If those examples seem tilted toward the last couple of centuries, that’s because the nineteenth century saw a wave of abolitionism sweep the globe. Slavery faded in and out locally in different places at different times, but often not in ways that truly meant an end to the institution. It might still be maintained for certain groups of people, or displaced to colonies while abolished at home, or replaced by a very similar institution like serfdom (about which more in a couple of weeks), or — as with the French example — it might go away for a little while, only to come back later.
On the whole, I think the move toward abolition has to be linked to a deeper shift in human society, which has to do with something historian and SF author Ada Palmer calls the “empathy sphere.” Our sphere of empathy has been expanding for a long time, increasingly recognizing the humanity and dignity of people who are not members of our family, tribe, nation. Improved political rights for women, recognition of alternative genders and sexualities, and the push for true equality for people of color and those with disabilities are all expressions of this expansion; so, for that matter, are movements like animal rights and science fictional explorations of the personhood of AI or clones.
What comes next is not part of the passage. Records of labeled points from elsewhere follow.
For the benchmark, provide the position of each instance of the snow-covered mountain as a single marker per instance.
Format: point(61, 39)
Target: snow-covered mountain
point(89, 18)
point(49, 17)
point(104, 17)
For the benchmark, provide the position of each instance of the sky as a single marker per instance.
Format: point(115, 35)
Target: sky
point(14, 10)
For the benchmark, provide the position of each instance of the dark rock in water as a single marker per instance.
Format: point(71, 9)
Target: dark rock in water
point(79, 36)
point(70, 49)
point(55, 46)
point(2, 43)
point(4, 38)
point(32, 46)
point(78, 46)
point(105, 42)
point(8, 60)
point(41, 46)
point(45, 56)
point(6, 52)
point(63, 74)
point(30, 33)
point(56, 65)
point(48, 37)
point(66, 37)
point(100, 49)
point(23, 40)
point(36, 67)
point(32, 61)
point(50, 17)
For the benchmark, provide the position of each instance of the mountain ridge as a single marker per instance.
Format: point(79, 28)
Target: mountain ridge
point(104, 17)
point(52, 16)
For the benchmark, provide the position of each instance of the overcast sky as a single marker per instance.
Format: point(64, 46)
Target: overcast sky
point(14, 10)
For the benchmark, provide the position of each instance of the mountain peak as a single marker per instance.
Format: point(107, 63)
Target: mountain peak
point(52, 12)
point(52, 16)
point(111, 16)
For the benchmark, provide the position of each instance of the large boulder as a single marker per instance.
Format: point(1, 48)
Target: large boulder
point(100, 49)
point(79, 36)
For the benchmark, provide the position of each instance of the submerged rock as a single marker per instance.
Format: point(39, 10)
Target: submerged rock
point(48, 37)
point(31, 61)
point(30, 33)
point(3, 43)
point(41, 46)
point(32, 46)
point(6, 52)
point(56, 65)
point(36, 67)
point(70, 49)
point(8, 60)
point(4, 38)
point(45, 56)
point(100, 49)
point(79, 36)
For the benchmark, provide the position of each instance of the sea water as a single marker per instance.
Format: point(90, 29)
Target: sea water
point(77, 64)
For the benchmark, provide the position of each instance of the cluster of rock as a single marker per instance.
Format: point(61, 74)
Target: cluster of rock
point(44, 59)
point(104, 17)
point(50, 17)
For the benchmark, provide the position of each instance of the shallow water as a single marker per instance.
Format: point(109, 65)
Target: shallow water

Behaviors that used to be utterly normal and unobjectionable — like abusing animals, beating women, and exposing malformed babies — are considered far less acceptable now.
Abolition is not, in the end, ultimately about religion or politics or money. Those are factors that can help or hinder it, but slavery, at its heart, requires the masters to deny the full humanity and dignity of whomever they’re enslaving. A society that practices such denial will always find ways to slide back toward the exploitation of unfree labor, because there’s so much profit to be had. A society that shifts toward recognition of that humanity and dignity will find such exploitation untenable.
But the road there isn’t an easy one.